For instance, the Two Weapon Fighter style lets you, instead of attacking with one weapon as a standard action, spend a standard and minor to make two attacks against the same target. That's the basic ability. If you spend a second feat to get the expertise, then a few times per combat you can battle surge to make two attacks (at the same or different targets) as one standard action, and if you have your combat focus you can expend it to reload two weapons at once, even if you have no free hands.

Just want to throw an idea into the mix:

Keep 4e-style powers, but instead of putting them into classes, put them directly into the fighting style. So spending a feat on a style allows you to pick powers from that style's list.

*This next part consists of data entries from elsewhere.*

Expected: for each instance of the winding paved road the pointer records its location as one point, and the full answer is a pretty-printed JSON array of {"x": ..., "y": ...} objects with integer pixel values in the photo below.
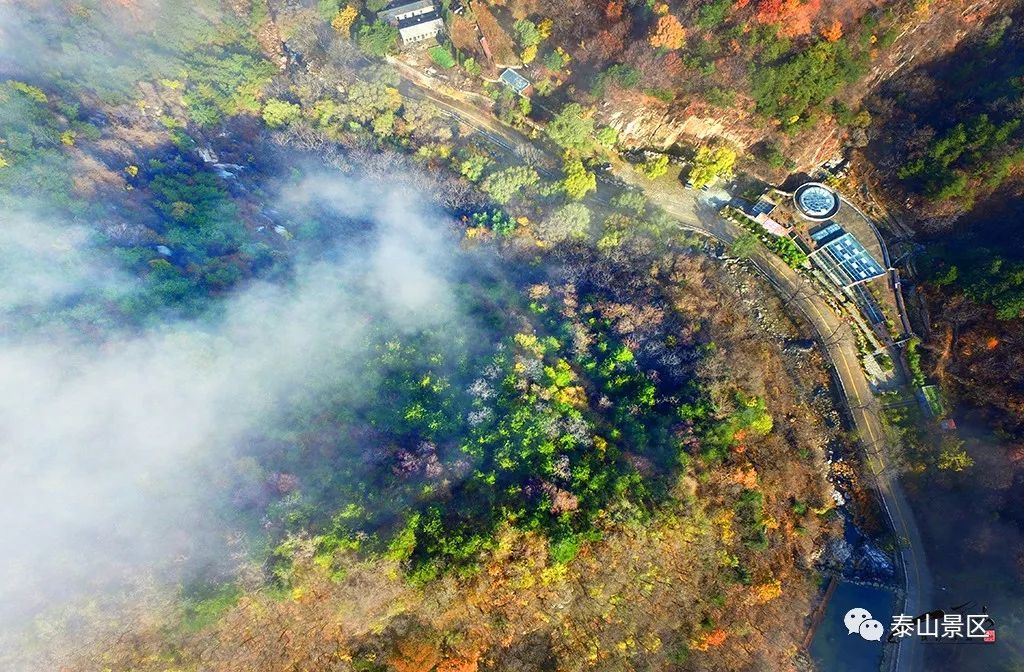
[
  {"x": 840, "y": 345},
  {"x": 833, "y": 331}
]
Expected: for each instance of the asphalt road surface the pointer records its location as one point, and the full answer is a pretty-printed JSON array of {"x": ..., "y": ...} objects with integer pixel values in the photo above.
[{"x": 833, "y": 331}]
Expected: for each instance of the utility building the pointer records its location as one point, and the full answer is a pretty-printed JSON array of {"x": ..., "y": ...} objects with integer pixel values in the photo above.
[{"x": 416, "y": 21}]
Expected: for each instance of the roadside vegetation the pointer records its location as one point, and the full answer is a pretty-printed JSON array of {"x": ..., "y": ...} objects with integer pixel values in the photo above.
[{"x": 593, "y": 441}]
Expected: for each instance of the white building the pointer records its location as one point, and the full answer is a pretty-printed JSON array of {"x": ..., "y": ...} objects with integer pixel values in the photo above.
[{"x": 416, "y": 21}]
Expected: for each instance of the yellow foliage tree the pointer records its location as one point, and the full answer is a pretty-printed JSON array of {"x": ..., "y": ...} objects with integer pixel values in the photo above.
[
  {"x": 767, "y": 591},
  {"x": 343, "y": 21}
]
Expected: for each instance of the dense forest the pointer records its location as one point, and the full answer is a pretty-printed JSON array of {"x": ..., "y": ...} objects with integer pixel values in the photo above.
[
  {"x": 950, "y": 144},
  {"x": 311, "y": 372},
  {"x": 329, "y": 383}
]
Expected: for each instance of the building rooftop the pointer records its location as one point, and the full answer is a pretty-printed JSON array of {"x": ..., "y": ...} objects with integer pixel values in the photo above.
[
  {"x": 514, "y": 80},
  {"x": 396, "y": 10},
  {"x": 816, "y": 202},
  {"x": 849, "y": 256},
  {"x": 419, "y": 19}
]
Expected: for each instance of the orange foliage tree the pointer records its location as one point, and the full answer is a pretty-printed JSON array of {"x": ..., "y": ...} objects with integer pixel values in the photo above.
[
  {"x": 833, "y": 32},
  {"x": 794, "y": 16},
  {"x": 414, "y": 656},
  {"x": 668, "y": 34}
]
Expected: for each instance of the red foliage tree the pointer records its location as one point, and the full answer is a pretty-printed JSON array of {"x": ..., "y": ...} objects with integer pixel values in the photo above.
[
  {"x": 669, "y": 33},
  {"x": 794, "y": 16}
]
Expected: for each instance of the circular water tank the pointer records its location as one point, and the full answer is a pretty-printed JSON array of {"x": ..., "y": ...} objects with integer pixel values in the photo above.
[{"x": 816, "y": 202}]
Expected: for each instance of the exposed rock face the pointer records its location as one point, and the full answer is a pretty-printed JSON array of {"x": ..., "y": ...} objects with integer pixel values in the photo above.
[{"x": 646, "y": 122}]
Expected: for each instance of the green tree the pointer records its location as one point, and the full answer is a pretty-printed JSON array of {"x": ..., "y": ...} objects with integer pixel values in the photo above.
[
  {"x": 632, "y": 201},
  {"x": 569, "y": 221},
  {"x": 579, "y": 181},
  {"x": 472, "y": 167},
  {"x": 505, "y": 184},
  {"x": 710, "y": 164},
  {"x": 278, "y": 113},
  {"x": 369, "y": 99},
  {"x": 572, "y": 128},
  {"x": 954, "y": 458},
  {"x": 377, "y": 39},
  {"x": 607, "y": 136}
]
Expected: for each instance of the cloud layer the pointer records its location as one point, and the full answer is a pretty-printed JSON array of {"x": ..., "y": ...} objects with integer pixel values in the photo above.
[{"x": 105, "y": 442}]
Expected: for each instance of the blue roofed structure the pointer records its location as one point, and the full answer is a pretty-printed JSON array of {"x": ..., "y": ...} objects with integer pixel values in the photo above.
[
  {"x": 515, "y": 81},
  {"x": 845, "y": 258}
]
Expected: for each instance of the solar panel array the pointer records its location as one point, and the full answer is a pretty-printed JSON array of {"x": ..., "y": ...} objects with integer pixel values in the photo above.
[
  {"x": 822, "y": 234},
  {"x": 855, "y": 261}
]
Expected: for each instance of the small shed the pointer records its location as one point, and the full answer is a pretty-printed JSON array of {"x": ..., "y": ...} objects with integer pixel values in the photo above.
[{"x": 516, "y": 82}]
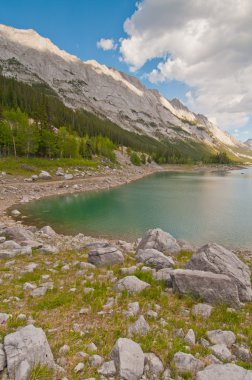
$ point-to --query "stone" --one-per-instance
(242, 353)
(221, 351)
(128, 358)
(140, 327)
(95, 360)
(133, 309)
(18, 233)
(2, 357)
(159, 240)
(153, 365)
(187, 363)
(107, 369)
(217, 259)
(47, 230)
(64, 350)
(28, 344)
(210, 287)
(190, 337)
(105, 256)
(39, 292)
(164, 275)
(224, 372)
(79, 367)
(44, 175)
(15, 213)
(68, 176)
(154, 258)
(221, 337)
(202, 309)
(48, 249)
(132, 284)
(4, 318)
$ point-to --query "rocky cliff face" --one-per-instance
(28, 57)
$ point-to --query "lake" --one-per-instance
(198, 207)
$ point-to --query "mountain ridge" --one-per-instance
(29, 57)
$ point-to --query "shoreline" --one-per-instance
(11, 195)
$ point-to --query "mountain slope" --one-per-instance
(28, 57)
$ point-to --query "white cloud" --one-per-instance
(205, 44)
(106, 44)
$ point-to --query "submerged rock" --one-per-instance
(159, 240)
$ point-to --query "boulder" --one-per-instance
(105, 256)
(164, 275)
(18, 233)
(132, 284)
(25, 349)
(140, 327)
(128, 358)
(221, 337)
(222, 352)
(154, 258)
(224, 372)
(210, 287)
(202, 309)
(153, 365)
(107, 369)
(44, 175)
(159, 240)
(187, 363)
(217, 259)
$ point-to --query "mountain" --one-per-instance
(28, 57)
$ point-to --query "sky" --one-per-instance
(195, 50)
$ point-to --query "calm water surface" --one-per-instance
(198, 207)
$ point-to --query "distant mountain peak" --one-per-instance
(29, 57)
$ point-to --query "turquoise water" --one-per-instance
(200, 207)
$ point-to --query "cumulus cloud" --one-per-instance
(205, 44)
(106, 44)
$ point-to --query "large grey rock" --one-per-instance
(27, 347)
(217, 259)
(132, 284)
(47, 230)
(164, 275)
(210, 287)
(104, 256)
(154, 258)
(128, 358)
(187, 363)
(159, 240)
(224, 372)
(44, 175)
(221, 351)
(221, 337)
(140, 327)
(107, 369)
(202, 309)
(18, 233)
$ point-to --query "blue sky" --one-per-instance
(77, 25)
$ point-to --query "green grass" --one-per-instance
(28, 166)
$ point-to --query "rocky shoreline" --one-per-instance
(77, 307)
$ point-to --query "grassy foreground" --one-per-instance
(58, 311)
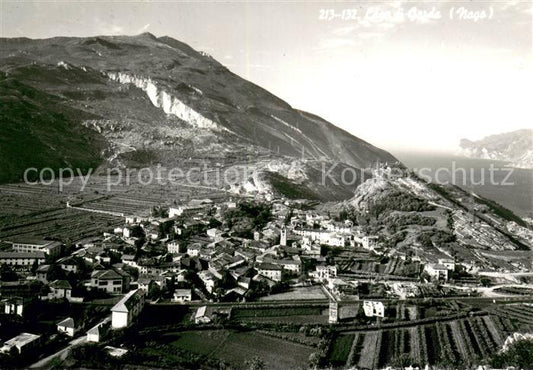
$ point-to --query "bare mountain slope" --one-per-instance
(157, 99)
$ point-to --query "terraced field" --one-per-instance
(455, 343)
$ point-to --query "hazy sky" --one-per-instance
(399, 74)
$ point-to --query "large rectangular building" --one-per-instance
(127, 309)
(49, 247)
(21, 259)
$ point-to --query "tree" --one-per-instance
(255, 363)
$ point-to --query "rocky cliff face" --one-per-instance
(515, 147)
(156, 100)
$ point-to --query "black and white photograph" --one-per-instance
(266, 184)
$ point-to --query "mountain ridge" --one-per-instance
(515, 147)
(158, 94)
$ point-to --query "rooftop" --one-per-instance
(128, 301)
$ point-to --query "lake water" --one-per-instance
(511, 187)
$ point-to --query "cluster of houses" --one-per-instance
(190, 257)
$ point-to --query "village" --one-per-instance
(209, 258)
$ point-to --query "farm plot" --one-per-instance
(304, 293)
(238, 347)
(340, 349)
(371, 345)
(296, 315)
(514, 317)
(65, 224)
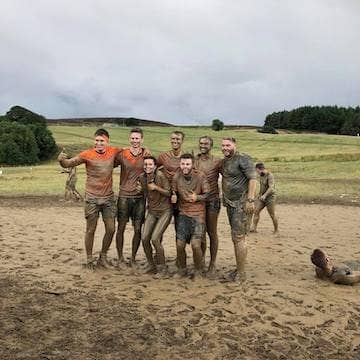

You can also create scalable powers that can be set at a variable level. For example:
  • the "Force Sword" style might have a power called "Sweeping Arc" that comes in three flavors: "Alpha (level 3)" "Delta (level 6)" and "Omega (level 9)", with different levels of damage for each.
  • the "Jedi Force Sword" style might be a Paragon Tier feat that has a power called "Deflect Blasters", with Alpha (level 11), Delta (level 14) and Omega (level 17) variants.

There could be a list of "generic" powers that are available to all characters, regardless of fighting style. This would make sure that characters who elect not to study a fighting style can still have powers to choose from.